Bukti memar dan lebam di sejumlah bagian tubuh si narapidana juga bisa menjadi remah-remah yang menuntun penyidik kepolisian untuk mengungkapkan penyebab kematian si narapidana. 

Kematian narapidana ini merupakan puncak gunung es kasus-kasus kekerasan di dalam penjara. Baik yang dilakukan oleh petugas penjara atau sesama narapidana. Saat seseorang dimasukkan ke dalam penjara, mereka hampir tak punya perlindungan yang layak mereka dapatkan dari negara. 

Petugas di penjara juga harus memahami bahwa pidana adalah pengenaan penderitaan atau nestapa atau akibat-akibat lain yang tidak menyenangkan dan diberikan dengan sengaja oleh lembaga peradilan. 

Namun di dalam penjara, mereka juga berhak atas perlindungan.
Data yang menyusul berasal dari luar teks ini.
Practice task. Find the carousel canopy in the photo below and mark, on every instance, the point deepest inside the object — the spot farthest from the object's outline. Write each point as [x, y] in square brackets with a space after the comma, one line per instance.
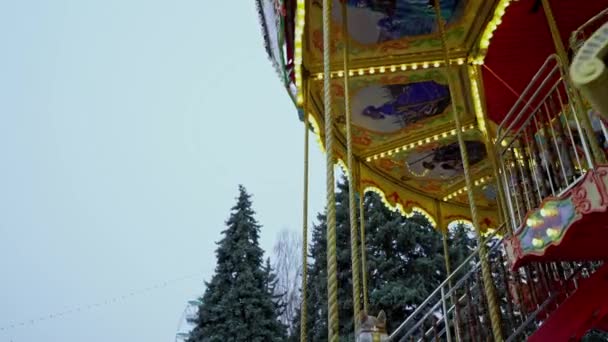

Dan itu diatur dalam pasal 14 ayat (1) Undang-Undang Nomor 12 Tahun 1995. Mereka berhak atas akses ibadah sesuai kepercayaan mereka, perawatan medis, dan pendidikan. 

Mereka juga berhak untuk mendapatkan makanan layak, tempat beristirahat, upah atas pekerjaan yang mereka lakukan di dalam penjara, mendapatkan kunjungan dari keluarga, penasehat hukum serta cuti atau remisi. 

Petugas penjara harus memahami bahwa meski para narapidana melanggar dan divonis atau kesalahan mereka, hak asasi mereka harus dilindungi. Hak-hak mereka dan nyawa mereka tak bisa dilenyapkan oleh petugas.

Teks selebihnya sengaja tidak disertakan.